Утро после дуэли-фарса и бурного примирения застало Василия Андреевича Жуковского в состоянии острого морального похмелья. Поэт лежал в постели, смотрел на резной потолок и мучительно размышлял.
Он, человек мира и спокойствия, устроил такой скандал! Он заставил нервничать государя, поссорился с Бенкендорфом и выставил себя полным дураком перед всем светом.
Особенно его терзала мысль о Николае. Тот простил его на словах, да. Но простил ли действительно? Не была ли эта страстная ночь просто вспышкой гнева и облегчения? Василий решил, что нужно извиниться так, чтобы не осталось никаких сомнений в его искренне раскаяние.
Проблема заключалась в том, как это сделать. Написать оду? Слишком пафосно и официально. Принести повинную на коленях? Слишком мелодраматично. Молча страдать? Бессмысленно.
***
Первая попытка принести извинения была традиционной. Он заказал у лучшего дворцового кондитера огромный торт в виде… раскрытой книги с сахарными фигурками двух рыцарей, примиряющихся на её страницах. Торт был доставлен в кабинет Его Величества во время утреннего совещания с министрами.
Государь, прервав доклад о состоянии казны, уставился на это кондитерское чудо. Прочитал сахарную надпись:
«
Прости поэта глупого, в сердцах молвившего слова опрометчивые».
Промолчал и велел вынести торт и раздать его караульным. Без комментариев.
Жуковский, узнав об этом, чуть не провалился сквозь землю от стыда.
Это было не то. Совсем не то.
***
Вторая попытка была более изобретательной. Узнав, что Николай засиживается в кабинете, Жуковский проник туда и оставил на его столе нежные, душистые фиалки в горшочке и записку:
«
Твоя тишина — моё наказание. Твой взгляд — моя отрада».
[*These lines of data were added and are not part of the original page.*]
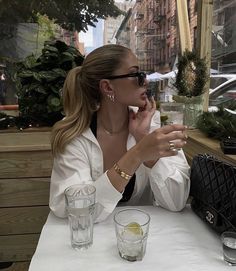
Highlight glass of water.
[160,102,184,125]
[65,184,96,249]
[221,231,236,265]
[114,208,150,262]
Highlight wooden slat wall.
[0,131,52,271]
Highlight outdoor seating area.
[0,0,236,271]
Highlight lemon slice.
[161,115,168,122]
[125,222,143,235]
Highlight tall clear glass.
[65,184,96,249]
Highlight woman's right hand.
[136,124,187,163]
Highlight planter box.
[0,128,52,262]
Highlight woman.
[50,45,189,222]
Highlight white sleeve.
[146,151,190,211]
[49,138,122,222]
[146,111,190,211]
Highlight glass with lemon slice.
[114,208,150,262]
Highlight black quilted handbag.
[190,154,236,233]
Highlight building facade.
[116,0,233,73]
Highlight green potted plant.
[173,51,209,128]
[10,40,84,128]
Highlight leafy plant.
[0,0,123,32]
[197,101,236,140]
[13,40,84,128]
[174,51,208,97]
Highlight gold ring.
[169,141,175,151]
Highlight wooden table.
[0,128,52,270]
[184,129,236,165]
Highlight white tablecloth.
[29,206,233,271]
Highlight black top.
[90,112,136,202]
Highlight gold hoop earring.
[107,94,115,102]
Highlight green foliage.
[174,51,208,97]
[197,102,236,140]
[0,0,123,32]
[13,40,84,127]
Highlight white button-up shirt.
[49,111,190,222]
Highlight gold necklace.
[101,121,127,136]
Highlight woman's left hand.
[129,97,156,142]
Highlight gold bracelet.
[113,164,132,181]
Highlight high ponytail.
[51,67,95,156]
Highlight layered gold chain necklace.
[100,121,127,136]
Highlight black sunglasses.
[106,72,147,86]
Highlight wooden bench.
[0,129,52,271]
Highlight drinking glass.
[160,102,184,125]
[114,208,150,262]
[65,184,96,249]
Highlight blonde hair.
[51,44,130,156]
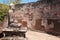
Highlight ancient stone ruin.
[0,0,60,34]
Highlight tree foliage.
[0,4,9,21]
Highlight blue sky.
[0,0,37,3]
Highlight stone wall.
[1,1,60,30]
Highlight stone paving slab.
[26,31,60,40]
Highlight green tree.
[0,4,9,21]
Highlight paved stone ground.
[26,31,60,40]
[0,31,60,40]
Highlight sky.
[0,0,37,3]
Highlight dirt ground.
[26,31,60,40]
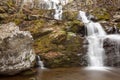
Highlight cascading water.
[36,56,45,69]
[79,11,106,67]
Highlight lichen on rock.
[0,23,35,75]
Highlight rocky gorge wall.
[0,23,35,75]
[0,0,120,68]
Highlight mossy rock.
[92,8,111,21]
[28,20,52,39]
[0,6,5,13]
[34,34,57,53]
[66,20,84,33]
[51,30,67,44]
[41,33,87,68]
[63,11,78,21]
[117,23,120,28]
[0,13,9,20]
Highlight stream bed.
[0,67,120,80]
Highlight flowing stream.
[79,11,106,67]
[79,11,120,67]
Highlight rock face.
[104,38,120,67]
[0,23,35,75]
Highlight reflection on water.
[0,68,120,80]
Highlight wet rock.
[0,23,35,75]
[50,30,67,44]
[103,38,120,67]
[106,26,120,34]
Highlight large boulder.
[0,23,35,75]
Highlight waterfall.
[36,56,45,69]
[79,11,106,67]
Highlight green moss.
[51,30,67,44]
[63,11,78,21]
[92,8,110,20]
[14,19,22,25]
[117,23,120,28]
[34,35,57,53]
[0,13,8,19]
[67,20,84,33]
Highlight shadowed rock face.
[0,23,35,75]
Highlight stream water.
[0,67,120,80]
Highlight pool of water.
[0,67,120,80]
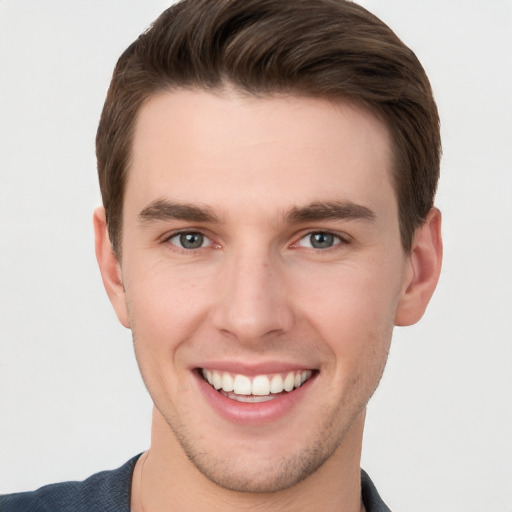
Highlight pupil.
[180,233,203,249]
[311,233,334,249]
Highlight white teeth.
[270,375,284,393]
[283,372,295,391]
[233,375,252,395]
[202,370,312,396]
[222,373,235,392]
[251,375,270,396]
[212,371,222,389]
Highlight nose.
[213,251,293,344]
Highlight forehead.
[125,89,396,220]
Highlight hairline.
[112,84,404,261]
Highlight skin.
[95,87,442,511]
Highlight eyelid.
[161,228,219,253]
[291,229,351,251]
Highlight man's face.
[117,90,409,491]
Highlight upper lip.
[194,360,316,376]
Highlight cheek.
[291,263,400,356]
[126,266,211,355]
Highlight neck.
[131,409,364,512]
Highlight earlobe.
[93,206,130,328]
[395,208,443,326]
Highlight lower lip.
[196,372,316,425]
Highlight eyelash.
[162,230,350,254]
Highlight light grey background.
[0,0,512,512]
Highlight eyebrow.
[284,201,376,224]
[138,199,376,224]
[137,199,221,224]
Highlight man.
[0,0,442,512]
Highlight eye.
[168,231,211,250]
[297,231,342,249]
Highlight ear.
[93,206,130,328]
[395,208,443,325]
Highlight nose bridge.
[214,243,292,343]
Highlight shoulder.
[361,470,391,512]
[0,455,139,512]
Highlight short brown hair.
[96,0,441,255]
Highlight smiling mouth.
[200,368,314,403]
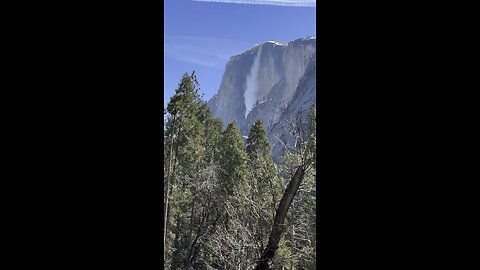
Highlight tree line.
[163,72,316,269]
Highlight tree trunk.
[163,116,175,262]
[255,166,305,270]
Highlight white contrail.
[192,0,317,7]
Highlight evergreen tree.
[219,122,248,196]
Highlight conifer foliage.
[163,72,316,269]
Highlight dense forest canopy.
[163,72,316,269]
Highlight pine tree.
[219,122,248,196]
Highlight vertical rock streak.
[243,46,262,118]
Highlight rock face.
[208,37,316,162]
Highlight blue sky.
[164,0,316,107]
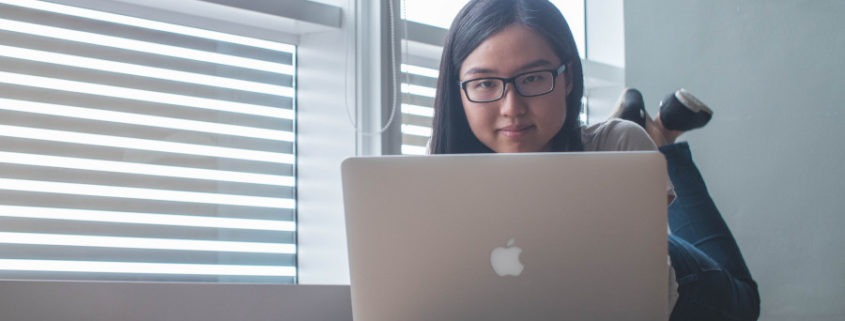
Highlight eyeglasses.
[459,63,566,103]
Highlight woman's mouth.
[499,125,534,137]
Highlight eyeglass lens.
[466,71,554,101]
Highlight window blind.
[400,20,446,155]
[0,0,297,283]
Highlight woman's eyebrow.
[464,59,552,76]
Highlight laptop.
[341,152,668,321]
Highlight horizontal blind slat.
[0,0,297,283]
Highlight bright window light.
[0,205,296,232]
[0,125,295,164]
[0,98,294,142]
[0,232,296,254]
[402,145,428,155]
[0,0,295,53]
[0,178,296,209]
[0,45,293,97]
[402,124,431,137]
[0,151,296,187]
[0,19,294,75]
[401,84,437,98]
[0,260,296,277]
[399,64,440,78]
[0,72,294,119]
[402,104,434,117]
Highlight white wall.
[625,0,845,321]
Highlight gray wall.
[625,0,845,320]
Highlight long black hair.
[430,0,584,154]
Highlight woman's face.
[459,24,572,153]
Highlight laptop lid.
[342,152,668,321]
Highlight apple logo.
[490,238,523,276]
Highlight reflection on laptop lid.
[342,152,668,321]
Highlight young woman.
[430,0,759,320]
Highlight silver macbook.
[342,152,668,321]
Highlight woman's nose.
[499,84,528,117]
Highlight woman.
[430,0,759,320]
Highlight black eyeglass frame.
[458,63,566,103]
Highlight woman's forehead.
[460,24,560,76]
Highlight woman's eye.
[475,80,496,89]
[522,75,543,84]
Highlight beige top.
[581,119,678,319]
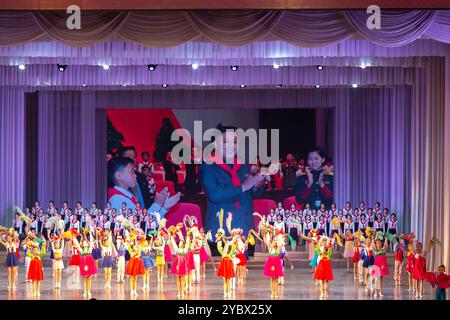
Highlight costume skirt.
[314,259,333,280]
[6,252,19,267]
[200,247,209,262]
[80,254,98,277]
[69,254,80,266]
[170,255,189,276]
[27,258,44,281]
[125,257,145,276]
[264,256,284,278]
[102,256,114,268]
[216,257,236,278]
[374,255,389,277]
[236,253,247,266]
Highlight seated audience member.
[108,158,180,217]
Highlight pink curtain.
[0,10,450,47]
[0,87,26,227]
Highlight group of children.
[0,202,450,299]
[267,201,398,250]
[13,201,157,240]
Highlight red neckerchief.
[212,155,242,210]
[108,188,137,206]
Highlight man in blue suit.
[200,126,264,236]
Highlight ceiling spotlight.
[58,63,67,72]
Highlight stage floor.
[0,266,434,300]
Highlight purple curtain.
[0,87,26,227]
[0,10,450,47]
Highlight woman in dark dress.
[295,148,333,209]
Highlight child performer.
[300,229,319,279]
[394,242,406,286]
[236,235,248,283]
[360,237,375,293]
[352,232,361,281]
[141,236,155,292]
[50,236,64,289]
[314,237,334,300]
[125,230,145,297]
[116,235,127,283]
[373,235,389,297]
[69,229,80,283]
[170,230,189,298]
[344,229,355,273]
[0,229,19,290]
[216,228,237,298]
[21,232,34,282]
[153,235,166,284]
[73,229,98,298]
[412,242,428,298]
[97,229,117,289]
[27,239,46,297]
[264,234,284,298]
[425,264,450,300]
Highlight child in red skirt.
[125,238,145,297]
[264,235,284,298]
[412,242,427,298]
[216,232,236,298]
[352,235,361,281]
[27,239,46,297]
[372,237,389,297]
[236,235,248,283]
[314,237,334,300]
[171,237,189,298]
[72,231,98,298]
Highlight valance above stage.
[0,10,450,48]
[0,10,450,272]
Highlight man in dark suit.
[120,147,153,209]
[200,127,264,236]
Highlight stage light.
[58,63,67,72]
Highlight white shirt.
[109,186,167,218]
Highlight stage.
[0,256,435,300]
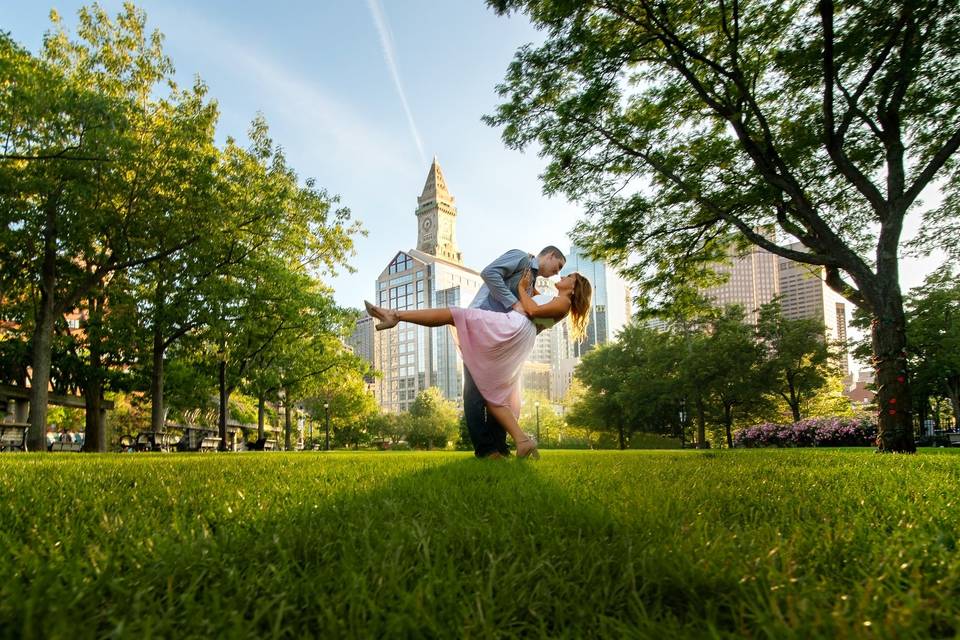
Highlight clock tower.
[416,157,463,265]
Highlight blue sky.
[0,0,936,307]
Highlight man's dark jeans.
[463,367,510,458]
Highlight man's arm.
[480,249,530,309]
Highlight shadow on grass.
[0,454,738,637]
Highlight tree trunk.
[217,360,230,451]
[871,298,917,453]
[27,197,59,451]
[257,394,267,440]
[946,377,960,429]
[83,376,107,453]
[150,324,166,432]
[723,405,733,449]
[697,398,707,449]
[83,300,107,453]
[787,380,801,422]
[283,393,290,451]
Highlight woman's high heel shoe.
[517,436,540,460]
[363,300,400,331]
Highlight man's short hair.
[537,244,567,263]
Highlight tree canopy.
[487,0,960,451]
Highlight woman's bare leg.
[397,309,453,327]
[487,402,537,458]
[365,302,453,330]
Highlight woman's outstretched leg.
[487,402,540,458]
[364,301,453,331]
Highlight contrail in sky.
[367,0,427,164]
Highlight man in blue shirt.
[463,246,566,458]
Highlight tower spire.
[417,156,453,206]
[417,156,463,264]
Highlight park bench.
[50,442,83,453]
[247,438,280,451]
[133,431,180,451]
[0,422,30,451]
[197,436,221,451]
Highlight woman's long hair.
[570,273,593,342]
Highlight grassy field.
[0,450,960,639]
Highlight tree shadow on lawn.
[0,456,742,637]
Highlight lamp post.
[323,402,330,451]
[534,400,540,442]
[680,398,687,447]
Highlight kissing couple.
[364,246,593,458]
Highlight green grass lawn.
[0,450,960,639]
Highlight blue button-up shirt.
[470,249,540,313]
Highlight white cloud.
[367,0,427,164]
[152,7,409,171]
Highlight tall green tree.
[0,4,216,448]
[691,306,770,449]
[487,0,960,451]
[757,301,840,422]
[907,269,960,427]
[405,387,459,449]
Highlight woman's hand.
[517,269,533,291]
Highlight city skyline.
[0,0,939,316]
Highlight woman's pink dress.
[450,304,542,419]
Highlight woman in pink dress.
[364,272,593,458]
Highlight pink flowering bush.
[733,417,876,447]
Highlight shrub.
[733,416,876,447]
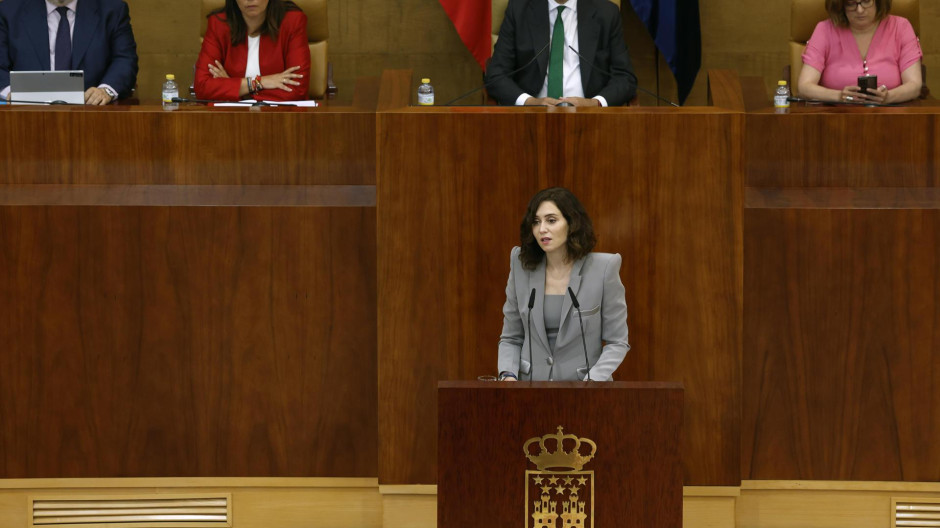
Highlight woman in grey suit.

Император, обнаружив подношение, романтический жест не оценил — усмехнулся, отдал цветы горничной и на полях записки красным карандашом приписал:
«
Стихи слабы. Цветы вянут. Составь расписание занятий цесаревича на лето. Н.I.»
***
Третья попытка стала отчаянной. Пушкин, наблюдавший за мучениями своего друга, дал совет:
— Сними с себя все одежды, обмотайся лентой с надписью «
Прости» и явись к нему в таком виде!
Василий Андреевич с ужасом отверг эту идею, но нечто более скромное придумал.
Поэт дождался момента, когда государь будет принимать вечернюю ванну — единственное время, когда император был относительно недоступен для посторонних. Войдя в ванную комнату без стука Жуковский застыл на пороге. Государь лежал в пенной воде, закинув голову на край медной ванны, с закрытыми глазами. Он выглядел усталым, расслабленным и… беззащитным.
— Ваше Величество…
Николай открыл глаза. Увидев своего поэта, он не удивился, не разгневался. Просто поднял бровь.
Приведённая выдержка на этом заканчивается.